Fading Language, Losing Culture
I’m sitting in the Portuguese Consulate in Rotterdam today, for what is always an entertaining adventure. While there isn’t an enormous amount of Portuguese flocking to live and work in the Netherlands, there are still enough so that someone is inevitably standing in front of the little teller windows at the consulate trying to work out some complex paperwork issue. And of course, no matter what it involves, everyone winds up sitting around waiting for extended periods of time while things get processed.

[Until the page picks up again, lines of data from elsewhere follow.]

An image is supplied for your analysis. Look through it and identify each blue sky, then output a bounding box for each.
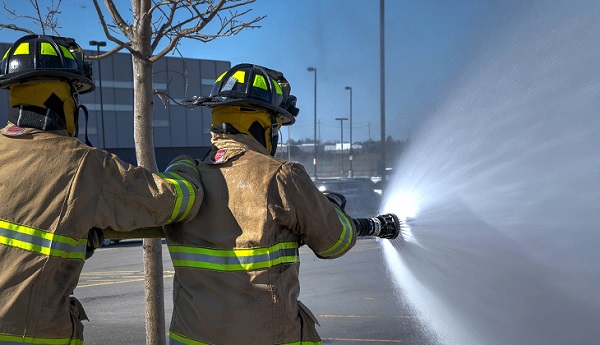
[0,0,518,142]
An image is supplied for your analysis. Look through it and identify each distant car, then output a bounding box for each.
[314,177,381,218]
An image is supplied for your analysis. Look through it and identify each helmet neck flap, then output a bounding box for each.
[212,106,281,156]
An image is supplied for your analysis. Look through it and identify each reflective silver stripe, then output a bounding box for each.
[0,333,83,345]
[165,160,196,171]
[158,172,196,224]
[319,208,354,257]
[169,242,300,271]
[169,331,210,345]
[0,220,87,260]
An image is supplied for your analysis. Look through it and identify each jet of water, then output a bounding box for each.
[382,1,600,345]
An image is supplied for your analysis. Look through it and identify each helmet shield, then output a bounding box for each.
[0,35,95,94]
[196,64,299,125]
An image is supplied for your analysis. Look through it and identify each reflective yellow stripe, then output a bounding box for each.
[0,220,87,260]
[14,42,29,55]
[158,172,196,224]
[319,208,354,257]
[169,242,300,271]
[169,331,210,345]
[0,333,83,345]
[252,74,268,90]
[165,160,196,171]
[40,42,58,56]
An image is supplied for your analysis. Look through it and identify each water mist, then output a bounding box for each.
[382,1,600,345]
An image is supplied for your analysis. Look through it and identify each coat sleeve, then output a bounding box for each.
[77,150,203,231]
[278,163,356,259]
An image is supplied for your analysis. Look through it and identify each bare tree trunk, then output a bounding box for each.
[132,0,166,345]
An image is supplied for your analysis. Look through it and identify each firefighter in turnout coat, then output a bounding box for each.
[0,35,202,345]
[166,64,356,345]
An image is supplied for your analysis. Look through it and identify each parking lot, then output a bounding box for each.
[75,239,434,345]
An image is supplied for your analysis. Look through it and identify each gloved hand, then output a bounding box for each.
[85,227,104,260]
[323,191,346,212]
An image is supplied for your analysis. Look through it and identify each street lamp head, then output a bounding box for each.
[90,41,106,47]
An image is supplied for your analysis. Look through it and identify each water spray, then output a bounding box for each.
[353,213,404,240]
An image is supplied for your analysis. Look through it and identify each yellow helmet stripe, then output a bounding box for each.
[40,42,58,56]
[273,80,283,95]
[252,74,268,90]
[14,42,29,55]
[60,46,75,60]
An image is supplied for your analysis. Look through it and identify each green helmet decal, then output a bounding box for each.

My time is used by scanning the waiting room and piecing together the stories. That man has a newborn baby that needs its Portuguese papers, you can tell by how happy yet tired he is. This couple next to me is speaking in English, hers is Dutch accented and his is Brazilian accented; clearly a match made during some temporary situation where he was either studying or working in the Netherlands, now trying to find some citizenship loophole because of his Portuguese grandparents, hence the very long wait and the frustrated look.
The case that gets most of my attention is that of the father and his teenage son. Dressed up like any 16 year old emo boy, this one comes complete with studded belt and carefully messed hair. His father seems resigned to handling the details for his slacker son, going through each paper and filling in the info. Apparently his ID was stolen, now comes the painstaking task of proving who he is. But thats not the interesting part… what gets me is that his father is speaking only in Portuguese, as do most people who frequent the consulate. While the son, he keeps answering everything in Dutch. At some point the man behind the glass asks the father “doesn’t he speak Portuguese?” To which the father gives a tired answer, he can, he’s just lazy.

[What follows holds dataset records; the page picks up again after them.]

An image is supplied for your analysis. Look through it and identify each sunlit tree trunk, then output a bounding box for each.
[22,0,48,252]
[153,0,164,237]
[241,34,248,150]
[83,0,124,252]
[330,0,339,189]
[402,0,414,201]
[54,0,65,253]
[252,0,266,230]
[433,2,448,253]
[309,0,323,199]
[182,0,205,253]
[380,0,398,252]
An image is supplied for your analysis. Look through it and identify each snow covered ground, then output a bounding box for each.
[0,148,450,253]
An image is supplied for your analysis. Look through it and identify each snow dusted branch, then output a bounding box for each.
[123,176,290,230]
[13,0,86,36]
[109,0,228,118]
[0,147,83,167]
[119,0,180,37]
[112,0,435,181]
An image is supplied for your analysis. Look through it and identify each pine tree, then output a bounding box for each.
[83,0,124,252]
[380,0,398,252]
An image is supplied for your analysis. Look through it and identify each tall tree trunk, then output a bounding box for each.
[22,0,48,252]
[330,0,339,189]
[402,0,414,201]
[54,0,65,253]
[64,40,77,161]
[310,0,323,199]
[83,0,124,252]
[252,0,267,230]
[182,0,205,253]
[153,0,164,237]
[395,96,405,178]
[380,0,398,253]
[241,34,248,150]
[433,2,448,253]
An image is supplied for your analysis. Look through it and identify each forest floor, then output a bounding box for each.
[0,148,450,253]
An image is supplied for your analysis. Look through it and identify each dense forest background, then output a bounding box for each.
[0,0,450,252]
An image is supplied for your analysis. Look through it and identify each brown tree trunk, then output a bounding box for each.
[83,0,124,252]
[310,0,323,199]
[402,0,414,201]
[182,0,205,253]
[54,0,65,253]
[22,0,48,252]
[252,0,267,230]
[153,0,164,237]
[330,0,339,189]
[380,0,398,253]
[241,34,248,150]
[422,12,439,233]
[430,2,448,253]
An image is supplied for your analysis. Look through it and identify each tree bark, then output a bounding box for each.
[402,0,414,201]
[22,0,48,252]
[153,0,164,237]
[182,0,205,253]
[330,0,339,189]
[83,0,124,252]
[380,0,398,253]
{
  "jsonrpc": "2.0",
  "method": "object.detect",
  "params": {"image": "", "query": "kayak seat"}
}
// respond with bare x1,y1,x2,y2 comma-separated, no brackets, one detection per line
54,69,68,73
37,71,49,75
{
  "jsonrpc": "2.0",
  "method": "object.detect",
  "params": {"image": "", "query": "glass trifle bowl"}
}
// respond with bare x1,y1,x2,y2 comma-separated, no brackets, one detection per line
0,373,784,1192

Oh how I remember that. In many ways I was looking in the mirror, only it is a different generation and we’re definitely not in the United States. The boy looked ashamed to be in this room with us. He also seemed like a fish out of water, constantly responding to Portuguese questions in Dutch. Again… the reminders of my own teenage years.

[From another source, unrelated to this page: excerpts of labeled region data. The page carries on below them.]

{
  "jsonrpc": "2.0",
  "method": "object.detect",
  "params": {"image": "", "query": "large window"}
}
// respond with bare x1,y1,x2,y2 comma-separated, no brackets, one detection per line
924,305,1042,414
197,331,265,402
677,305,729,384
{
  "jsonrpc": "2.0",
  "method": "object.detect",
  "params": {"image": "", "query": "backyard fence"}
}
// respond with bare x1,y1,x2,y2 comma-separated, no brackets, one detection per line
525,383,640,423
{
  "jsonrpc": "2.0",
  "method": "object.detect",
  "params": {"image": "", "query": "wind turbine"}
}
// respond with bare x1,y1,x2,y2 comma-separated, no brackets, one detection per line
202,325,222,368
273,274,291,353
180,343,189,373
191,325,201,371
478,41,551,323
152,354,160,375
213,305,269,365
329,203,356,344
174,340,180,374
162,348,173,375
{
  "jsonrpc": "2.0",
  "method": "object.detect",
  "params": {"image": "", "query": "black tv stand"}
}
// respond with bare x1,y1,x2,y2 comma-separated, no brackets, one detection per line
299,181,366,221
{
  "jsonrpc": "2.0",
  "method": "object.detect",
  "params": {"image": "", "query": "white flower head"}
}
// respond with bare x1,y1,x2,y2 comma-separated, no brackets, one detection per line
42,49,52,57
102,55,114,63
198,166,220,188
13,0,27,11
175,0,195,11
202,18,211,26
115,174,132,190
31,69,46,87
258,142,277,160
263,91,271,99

I turned to have a look at the bulletin board and try to stop focusing on this father and son. There I see information about the local Portuguese school. Further down, information about all the different levels of Portuguese language exams. As I read everything over, I realize — I’ve done all these things. I’ve taken all those exams and received the diplomas to prove it.
A feeling of relief and pride came over me. Looking back at the boy I thought to myself, maybe one day he’ll go back to speaking Portuguese. Maybe this is the natural cycle of how a culture lives on and the language of one’s heritage is passed on.
At that moment, I promised myself that if I one day have children here, I too will bring my slacker son or daughter to the teller window, and I’ll answer questions in Portuguese, while he-she will rebel and answer in Dutch….. and it will be ok.